Still, automakers are pushing ahead.
“What we can do from our side is to show that technology is mainly feasible, and we have many corporate projects in this area,” said BMW‘s corporate communications manager Andreas Klugescheid. Its North America Engineering and Emission Test Center in California, for example, has been testing two BMW Hydrogen 7 prototypes that run on both hydrogen and gasoline, using a dual-fuel engine and two separate fuel tanks.
With the push of a button on its steering wheel, the Hydrogen 7 can run on either hydrogen or gasoline. It can go 125 miles on its hydrogen mode and 300 on its gasoline mode, thus limiting the possibility that its driver might be stranded, given that there’s only one hydrogen filling station in California, near Los Angeles.
Both GM and Honda are hoping to bypass concerns about the lack and cost of developing hydrogen filling stations by creating home hydrogen refueling devices that would allow cars to be refilled overnight in garages.
Much of the push for hydrogen fuel-cell vehicles is aimed at putting the public at ease through demonstration models and projects.
GM, for example, opened the nation’s first hydrogen filling station in suburban Washington, D.C., two years ago, and touts the spirited acceleration 0 to 60 in 10 seconds and the “unprecedented range” of 300 miles between fill-ups of its Sequel.
GM also is building more than 100 Chevy Equinox Fuel Cell vehicles that it will begin placing with customers in California, New York and Washington, D.C., for market testing beginning next fall. The vehicle is designed to be operated for 50,000 miles and will be able to run in sub-freezing temperatures an important point because that also has been an issue.

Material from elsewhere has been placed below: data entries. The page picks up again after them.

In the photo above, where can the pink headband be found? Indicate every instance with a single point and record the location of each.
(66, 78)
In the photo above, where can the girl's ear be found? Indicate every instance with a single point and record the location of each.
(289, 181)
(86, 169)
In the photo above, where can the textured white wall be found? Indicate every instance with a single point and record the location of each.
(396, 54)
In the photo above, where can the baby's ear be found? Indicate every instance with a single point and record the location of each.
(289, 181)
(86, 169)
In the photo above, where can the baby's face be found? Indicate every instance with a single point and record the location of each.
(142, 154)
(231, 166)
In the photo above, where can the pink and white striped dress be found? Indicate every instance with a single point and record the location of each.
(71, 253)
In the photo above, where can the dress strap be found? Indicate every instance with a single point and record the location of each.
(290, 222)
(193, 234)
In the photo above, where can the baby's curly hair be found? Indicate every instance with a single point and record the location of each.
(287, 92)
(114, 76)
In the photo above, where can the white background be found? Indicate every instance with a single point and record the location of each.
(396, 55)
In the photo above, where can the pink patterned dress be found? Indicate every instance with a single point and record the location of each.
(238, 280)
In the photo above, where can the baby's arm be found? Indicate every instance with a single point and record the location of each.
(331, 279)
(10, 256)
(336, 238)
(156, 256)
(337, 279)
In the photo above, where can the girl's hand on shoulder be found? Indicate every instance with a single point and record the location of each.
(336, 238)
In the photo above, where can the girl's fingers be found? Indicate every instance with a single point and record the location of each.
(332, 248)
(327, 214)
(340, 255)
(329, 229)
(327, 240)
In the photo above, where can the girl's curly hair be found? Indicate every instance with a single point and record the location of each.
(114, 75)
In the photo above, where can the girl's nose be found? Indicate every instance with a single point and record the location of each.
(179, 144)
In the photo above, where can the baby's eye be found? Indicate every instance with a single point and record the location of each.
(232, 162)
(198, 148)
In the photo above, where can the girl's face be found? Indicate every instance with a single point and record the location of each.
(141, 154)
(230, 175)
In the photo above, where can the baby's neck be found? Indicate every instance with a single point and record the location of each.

It likely will be years before it becomes clear if hydrogen will catch on as the fuel of the future for cars. Honda doesn’t expect to begin limited production of its sleek FCX four-door sedan, to be powered by hydrogen fuel cell, until 2010 and GM has said it will take the same amount of time to have a fuel cell system with the performance durability and affordable mass production cost that equals or exceeds today’s internal combustion engines.